Search code examples
rdatekernel-density

Kernel Density Estimate in R for Vector of Dates


I have a vector of 195 date fields which I'm assigning to variable xvar as follows:

xvar <-as.Date(getvars[,3],"%m/%d/%Y") 

I want to be able to fit a distribution over the resulting histogram and subsequently sample from that probability distribution. I can plot the histogram and density of this date vector using ggplot2 but I'm not aware of a way to sample from the resulting density.

I downloaded the R package ks. It works wonderfully well for a vector of real numbers but when I pass it the date vector, after running these lines:

xvar <-as.Date(getvars[,3],"%m/%d/%Y") # Vector of Dates
xvnonull <- (na.omit(xvar)) #Remove any NAs
fhat <- kde(xvnonull) #Try to Fit KDE

I get an error stating:

"Error in rep(1, n) : invalid 'times' argument".

I have removed all NA values.

Do you have any suggestions on how to go about this problem?
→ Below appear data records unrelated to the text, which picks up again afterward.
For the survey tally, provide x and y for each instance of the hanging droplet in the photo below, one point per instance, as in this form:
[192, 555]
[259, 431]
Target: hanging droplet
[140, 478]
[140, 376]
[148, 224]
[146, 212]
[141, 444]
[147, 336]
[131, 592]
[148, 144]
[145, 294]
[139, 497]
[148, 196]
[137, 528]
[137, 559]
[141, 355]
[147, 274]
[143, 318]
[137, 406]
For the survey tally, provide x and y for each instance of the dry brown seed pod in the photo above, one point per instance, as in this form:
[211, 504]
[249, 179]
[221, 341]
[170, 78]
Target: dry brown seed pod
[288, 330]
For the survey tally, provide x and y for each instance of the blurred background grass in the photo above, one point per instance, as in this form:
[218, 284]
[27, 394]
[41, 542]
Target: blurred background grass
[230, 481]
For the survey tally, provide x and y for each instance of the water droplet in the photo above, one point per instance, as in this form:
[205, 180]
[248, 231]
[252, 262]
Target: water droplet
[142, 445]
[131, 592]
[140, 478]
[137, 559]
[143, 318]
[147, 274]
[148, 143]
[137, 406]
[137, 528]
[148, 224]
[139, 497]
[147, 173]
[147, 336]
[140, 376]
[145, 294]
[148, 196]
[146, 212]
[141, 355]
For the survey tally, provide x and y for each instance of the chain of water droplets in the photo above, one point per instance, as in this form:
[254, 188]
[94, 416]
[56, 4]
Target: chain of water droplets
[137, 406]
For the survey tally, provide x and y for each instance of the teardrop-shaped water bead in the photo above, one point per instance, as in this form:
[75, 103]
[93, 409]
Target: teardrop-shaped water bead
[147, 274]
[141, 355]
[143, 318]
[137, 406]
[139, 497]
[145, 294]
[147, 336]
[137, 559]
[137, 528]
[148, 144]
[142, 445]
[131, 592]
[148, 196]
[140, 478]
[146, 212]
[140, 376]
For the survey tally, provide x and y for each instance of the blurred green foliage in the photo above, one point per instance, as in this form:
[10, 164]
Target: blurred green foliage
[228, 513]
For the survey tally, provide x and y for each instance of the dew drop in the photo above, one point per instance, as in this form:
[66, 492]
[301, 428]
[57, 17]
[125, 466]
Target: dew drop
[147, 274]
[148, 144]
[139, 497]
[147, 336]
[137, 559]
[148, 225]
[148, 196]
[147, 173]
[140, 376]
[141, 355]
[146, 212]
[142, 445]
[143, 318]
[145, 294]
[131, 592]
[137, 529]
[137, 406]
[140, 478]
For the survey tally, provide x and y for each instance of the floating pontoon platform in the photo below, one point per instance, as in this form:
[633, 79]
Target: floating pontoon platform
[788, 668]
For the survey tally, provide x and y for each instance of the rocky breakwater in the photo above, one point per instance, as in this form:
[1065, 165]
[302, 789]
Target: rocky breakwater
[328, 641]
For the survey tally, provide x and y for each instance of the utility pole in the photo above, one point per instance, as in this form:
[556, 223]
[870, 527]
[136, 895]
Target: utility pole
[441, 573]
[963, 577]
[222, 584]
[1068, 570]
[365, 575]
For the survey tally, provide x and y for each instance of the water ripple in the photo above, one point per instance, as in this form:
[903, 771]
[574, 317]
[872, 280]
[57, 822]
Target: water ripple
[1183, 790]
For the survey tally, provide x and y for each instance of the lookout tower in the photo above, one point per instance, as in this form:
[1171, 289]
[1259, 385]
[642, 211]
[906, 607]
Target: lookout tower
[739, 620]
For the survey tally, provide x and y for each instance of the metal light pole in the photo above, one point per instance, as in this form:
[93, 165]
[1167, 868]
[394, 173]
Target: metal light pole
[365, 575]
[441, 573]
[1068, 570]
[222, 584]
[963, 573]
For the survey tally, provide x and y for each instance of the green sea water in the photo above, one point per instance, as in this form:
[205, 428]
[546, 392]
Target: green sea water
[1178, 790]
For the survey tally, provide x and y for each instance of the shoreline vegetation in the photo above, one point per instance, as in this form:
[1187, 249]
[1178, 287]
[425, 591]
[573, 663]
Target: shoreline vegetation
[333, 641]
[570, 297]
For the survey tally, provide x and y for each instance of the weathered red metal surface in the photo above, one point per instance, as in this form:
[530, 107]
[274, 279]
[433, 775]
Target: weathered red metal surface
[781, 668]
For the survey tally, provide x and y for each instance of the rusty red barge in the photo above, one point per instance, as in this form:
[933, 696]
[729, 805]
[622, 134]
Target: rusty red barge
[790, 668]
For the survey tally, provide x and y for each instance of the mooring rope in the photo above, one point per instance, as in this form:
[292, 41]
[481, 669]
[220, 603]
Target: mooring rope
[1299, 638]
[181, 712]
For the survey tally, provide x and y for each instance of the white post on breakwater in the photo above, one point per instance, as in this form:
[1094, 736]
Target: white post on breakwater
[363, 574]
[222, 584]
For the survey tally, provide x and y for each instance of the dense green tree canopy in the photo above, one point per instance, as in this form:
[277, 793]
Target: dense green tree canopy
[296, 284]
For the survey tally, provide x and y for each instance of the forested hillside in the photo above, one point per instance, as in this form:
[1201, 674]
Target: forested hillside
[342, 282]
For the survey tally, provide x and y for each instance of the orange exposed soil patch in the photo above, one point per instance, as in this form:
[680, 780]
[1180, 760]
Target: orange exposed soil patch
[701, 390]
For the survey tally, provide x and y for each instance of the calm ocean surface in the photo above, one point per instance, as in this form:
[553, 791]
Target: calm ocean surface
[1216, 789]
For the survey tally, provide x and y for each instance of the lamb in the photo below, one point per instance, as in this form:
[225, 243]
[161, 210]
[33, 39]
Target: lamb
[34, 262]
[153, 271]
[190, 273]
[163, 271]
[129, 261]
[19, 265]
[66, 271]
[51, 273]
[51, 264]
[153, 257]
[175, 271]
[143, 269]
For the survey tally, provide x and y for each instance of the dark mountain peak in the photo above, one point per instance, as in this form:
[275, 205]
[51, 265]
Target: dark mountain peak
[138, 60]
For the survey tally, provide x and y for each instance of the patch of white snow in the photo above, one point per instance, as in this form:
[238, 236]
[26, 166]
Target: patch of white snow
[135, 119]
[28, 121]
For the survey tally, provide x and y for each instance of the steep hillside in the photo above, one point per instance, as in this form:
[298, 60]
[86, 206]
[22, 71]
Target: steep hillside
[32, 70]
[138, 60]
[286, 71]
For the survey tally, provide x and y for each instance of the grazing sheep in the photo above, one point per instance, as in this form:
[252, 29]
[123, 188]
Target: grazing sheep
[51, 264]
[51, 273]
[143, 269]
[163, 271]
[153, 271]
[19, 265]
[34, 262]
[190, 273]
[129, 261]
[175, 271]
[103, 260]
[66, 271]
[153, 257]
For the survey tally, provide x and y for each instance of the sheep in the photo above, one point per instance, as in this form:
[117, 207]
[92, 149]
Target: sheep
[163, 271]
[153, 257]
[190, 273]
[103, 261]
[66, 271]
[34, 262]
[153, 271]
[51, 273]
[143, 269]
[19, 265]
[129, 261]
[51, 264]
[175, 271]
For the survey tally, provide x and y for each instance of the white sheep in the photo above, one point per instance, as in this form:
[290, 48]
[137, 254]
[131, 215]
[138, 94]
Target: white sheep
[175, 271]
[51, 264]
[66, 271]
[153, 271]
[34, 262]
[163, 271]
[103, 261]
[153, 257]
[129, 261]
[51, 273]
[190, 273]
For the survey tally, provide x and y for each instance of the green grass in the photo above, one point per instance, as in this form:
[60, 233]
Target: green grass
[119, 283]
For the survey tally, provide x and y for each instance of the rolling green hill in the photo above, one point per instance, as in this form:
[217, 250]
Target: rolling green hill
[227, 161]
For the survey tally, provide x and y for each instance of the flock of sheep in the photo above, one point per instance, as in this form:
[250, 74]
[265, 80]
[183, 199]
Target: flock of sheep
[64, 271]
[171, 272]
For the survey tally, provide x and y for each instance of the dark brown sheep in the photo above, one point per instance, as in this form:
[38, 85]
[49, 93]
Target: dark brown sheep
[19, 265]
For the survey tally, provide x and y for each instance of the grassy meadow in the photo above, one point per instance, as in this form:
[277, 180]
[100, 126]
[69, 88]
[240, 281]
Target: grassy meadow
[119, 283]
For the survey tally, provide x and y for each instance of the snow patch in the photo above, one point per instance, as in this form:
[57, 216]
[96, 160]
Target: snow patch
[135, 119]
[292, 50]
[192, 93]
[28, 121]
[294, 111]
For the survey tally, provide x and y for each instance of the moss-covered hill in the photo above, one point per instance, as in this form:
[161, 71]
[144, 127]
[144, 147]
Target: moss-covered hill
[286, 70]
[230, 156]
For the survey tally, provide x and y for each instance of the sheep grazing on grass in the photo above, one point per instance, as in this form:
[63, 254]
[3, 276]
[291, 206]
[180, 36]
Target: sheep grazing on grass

Are there alternate libraries/packages out there that will work with dates?


Solution

  • Here's how I would plot this (no bells & whistles):

    Data

    set.seed(1234)
    xvar<-
      sample(seq(from=as.Date("2015-01-01"),length.out=100L,by="day")
      )[colSums(matrix(sample(34L,300L,T),nrow=3))-2L]
    

    Solution

    library(ks)
    xvar_f<-as.factor(xvar)
    xvar_i<-as.integer(xvar_f)
    par(mar=c(5.6,4.1,4.1,2.1))
    plot(kde(xvar_i),xaxt="n",xlab="",ylab="",
         main="Density of Dates",las=1)
    tx=seq(min(xvar_i),max(xvar_i),by=5)
    lb=levels(xvar_f)[tx]
    axis(side=1,at=tx,labels=lb,las=2)
    

    Output

    enter image description here